Brevemente. Mentre la rappresentante di Genova, Patrizia Avagnini, dice: “solidarietà senza se e senza ma ai lavoratori. L'importante che ci sia un futuro come formazione, come occupazione, occupazione pulita”; e aggiunge: "Oggi vedo che è stata abbandonata quella comunione di intenti tra territorio e fabbrica (che c'era un tempo ndr), quasi a renderci contrapposti, credo che abbia indebolito noi ma ha indebolito fortemente i lavoratori della fabbrica. Oggi viviamo in un mondo dove noi, loro e la gente comune non conta più nulla. È cambiato tutto e conta solo la logica del profitto a tutti costi, l'umanità è zero". Nei giorni dello sciopero e del presidio ci sono state diverse testimonianze di vicinanza da parte dei cittadini del quartiere ai lavoratori che rischiano il posto. E Avagnini ha detto; “sono triste perché vedo che si sta andando verso la chiusura della fabbrica, questo è un colpo al cuore”.
Quindi una posizione giusta, una posizione che non vede un contrasto tra le masse cittadine, le masse popolari e la lotta dei lavoratori, una posizione che così dovrebbe essere dappertutto. Invece a Taranto abbiamo una espressione fortemente anti-operaia quasi inferocita contro gli operai da parte di alcune associazioni ambientaliste.

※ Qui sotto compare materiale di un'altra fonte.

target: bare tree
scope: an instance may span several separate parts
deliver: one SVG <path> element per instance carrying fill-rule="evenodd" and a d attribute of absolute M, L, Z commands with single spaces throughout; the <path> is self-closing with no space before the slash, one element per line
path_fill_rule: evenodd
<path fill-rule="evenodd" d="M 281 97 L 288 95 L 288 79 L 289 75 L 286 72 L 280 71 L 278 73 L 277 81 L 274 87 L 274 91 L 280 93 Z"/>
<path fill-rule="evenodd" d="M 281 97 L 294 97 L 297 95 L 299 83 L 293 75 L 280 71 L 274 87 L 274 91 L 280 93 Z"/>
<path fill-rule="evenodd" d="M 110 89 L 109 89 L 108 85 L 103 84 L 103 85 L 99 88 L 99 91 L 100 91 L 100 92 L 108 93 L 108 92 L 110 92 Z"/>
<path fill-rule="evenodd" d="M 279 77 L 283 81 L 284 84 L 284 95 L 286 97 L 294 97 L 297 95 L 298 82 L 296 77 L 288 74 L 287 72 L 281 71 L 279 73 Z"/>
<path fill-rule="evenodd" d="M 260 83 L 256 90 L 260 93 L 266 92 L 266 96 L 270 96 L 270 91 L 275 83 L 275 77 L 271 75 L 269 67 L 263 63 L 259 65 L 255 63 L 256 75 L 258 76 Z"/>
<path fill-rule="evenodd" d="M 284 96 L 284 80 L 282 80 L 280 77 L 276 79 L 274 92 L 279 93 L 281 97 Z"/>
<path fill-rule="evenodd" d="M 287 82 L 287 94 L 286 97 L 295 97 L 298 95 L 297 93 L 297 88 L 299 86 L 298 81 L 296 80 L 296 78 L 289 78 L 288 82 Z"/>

I “Genitori tarantini” hanno criticato duramente i blocchi operai dell'ex Ilva definendole un “volgare tentativo di affermare la forza dei lavoratori”. Cioè, quando i lavoratori, gli operai dell'Ilva finalmente scioperano in maniera massiccia, fanno i blocchi stradali, esprimono la loro protesta in termini non di marcia usuale ma in termini di peso della forza dei lavoratori, ecco che gli ambientalisti piccoli e medio borghesi li chiamano “volgari” , e affermano che “il blocco stradale è una scelta sbagliata e penalizzante per i cittadini. Non si manifesta bloccando le strade”; e aggiungendo che l'associazione è stata presente ma “non a fianco ma di fronte agli operai” per ribadire la responsabilità di questi blocchi e dei disagi per la città. Poi accusano gli operai di “non essersi mai liberati dai paraocchi”, chiedendo agli operai “un rigurgito di dignità... che cosa ci sarebbe di nobilitante in un lavoro che fa malare voi e chi non c'entra nulla con quella produzione” – Quindi anche gli operai sarebbero responsabili/colpevoli di quanto accade in città, nei quartieri inquinati.
E finendo col dire, non che i cittadini, come invece dice la rappresentante di Genova, devono sostenere gli operai in lotta, devono essere dalla parte degli operai; ma l'inverso, che sono gli operai che devono schierarsi dalla parte di chi si è tolto i paraocchi e quindi sono gli operai che devono decidere da che parte stare.
Questo cosiddetto “ambientalismo” borghese, antioperaio, va nettamente combattuto!
E chiediamo agli ambientalisti sinceri di rompere con esso.
E’ necessario ancora di più, sempre di più, togliere alcuni veli, alcune confusioni che sulla questione Ilva continuano ad esserci, su che cosa significa il cosiddetto “contrasto” tra lavoro e salute. In realtà, come noi diciamo, “nocivo il capitale, non la fabbrica”, il contrasto è da un lato lavoro, salute, sicurezza, ambiente pulito, dall'altro profitti dei padroni e azione a favore solo dei padroni da parte del governo. Questo è il contrasto.